12/05/2008 05:12 am ET | Updated May 25, 2011

The Kids Stay In The Picture: Why The Youth Vote Will Come Out

Will the Youth Vote come out this time? In this make-or-break election where every group has gotten its say — Older white women! African-Americans! People who cling to their guns! — the question of whether or not the kids will take their enthusiasm offline and to the polls has been wondered aloud by many (even the kids themselves). Today's reports seem to put that to rest — yes the kids are coming out (where they cansheesh) — but, if I may, I coulda told you that.

Why? Because as a formerly politically-apathetic kid (it was student council or bust), I can remember what I did come out for: Things that were fun. Things that you don't want to miss. Yes, sure, it's good to come out for things that are important, but if that were the driving force then the youth vote would never be an option. This year, "important" is getting way more play (and I'm not even going to bother linking for this one, we all know it's true) — but for those who doubt that all the kids will come out, consider how that will add necessary critical mass to who comes out, and why.
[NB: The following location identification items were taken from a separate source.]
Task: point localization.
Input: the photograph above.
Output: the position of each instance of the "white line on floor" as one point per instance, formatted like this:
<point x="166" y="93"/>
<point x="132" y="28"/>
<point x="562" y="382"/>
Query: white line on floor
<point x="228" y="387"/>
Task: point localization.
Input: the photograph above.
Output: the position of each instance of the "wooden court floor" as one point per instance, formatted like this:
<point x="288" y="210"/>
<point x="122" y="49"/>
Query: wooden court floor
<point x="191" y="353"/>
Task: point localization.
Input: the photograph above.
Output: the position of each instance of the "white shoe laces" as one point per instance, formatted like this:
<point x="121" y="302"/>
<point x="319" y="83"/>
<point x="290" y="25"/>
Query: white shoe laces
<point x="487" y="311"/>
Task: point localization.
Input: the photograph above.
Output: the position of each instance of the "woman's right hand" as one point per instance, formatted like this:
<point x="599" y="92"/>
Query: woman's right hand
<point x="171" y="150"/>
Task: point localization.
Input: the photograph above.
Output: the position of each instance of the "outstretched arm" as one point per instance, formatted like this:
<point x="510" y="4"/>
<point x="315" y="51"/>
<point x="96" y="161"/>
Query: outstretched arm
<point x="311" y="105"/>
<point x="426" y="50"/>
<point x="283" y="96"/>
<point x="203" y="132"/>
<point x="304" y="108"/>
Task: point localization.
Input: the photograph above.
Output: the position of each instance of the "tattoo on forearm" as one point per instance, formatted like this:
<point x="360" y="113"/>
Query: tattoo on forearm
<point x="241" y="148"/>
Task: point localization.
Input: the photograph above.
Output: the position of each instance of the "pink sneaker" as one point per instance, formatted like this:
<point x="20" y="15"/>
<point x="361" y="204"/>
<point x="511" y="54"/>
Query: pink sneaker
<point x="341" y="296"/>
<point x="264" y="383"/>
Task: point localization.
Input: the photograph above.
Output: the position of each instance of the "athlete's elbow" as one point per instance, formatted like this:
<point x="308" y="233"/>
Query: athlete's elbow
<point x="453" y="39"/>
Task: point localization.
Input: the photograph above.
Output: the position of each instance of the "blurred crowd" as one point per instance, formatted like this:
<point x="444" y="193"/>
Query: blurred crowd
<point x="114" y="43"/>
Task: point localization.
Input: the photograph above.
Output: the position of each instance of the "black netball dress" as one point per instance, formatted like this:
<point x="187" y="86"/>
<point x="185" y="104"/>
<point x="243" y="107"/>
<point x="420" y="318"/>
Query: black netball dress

First, this election is a happening. Long lines will be awesome. Think of it as political tailgating — I'm imagining college campuses with boom-boxes along the lines, texting and facebooking and photo-taking, maybe a little flirting — what socially-minded college kid would want to be anywhere else? Second, consider the effects of peer pressure. Would you want to be the kid in the dorm who didn't vote? (Here's a sample status update from a college kid on Facebook: "VOTE, 18-24, VOTE! Git in there. The future is determined by those who show up." No pressure there!)

Together, these two elements make for a perfect storm of youth GOTV — and add in the fact that this really is an important election and people really do care about it passionately — well, I've got faith in the kids. I should know, I've barely matured since that age.

But don't take my word for it, take it from someone who knows — 23-year old Luke Russert was just on MSNBC talking about how he thinks the kids will stay in the picture. Said Russert: "I have a lot of faith in the Millenial generation." I do, too. It wasn't that long ago.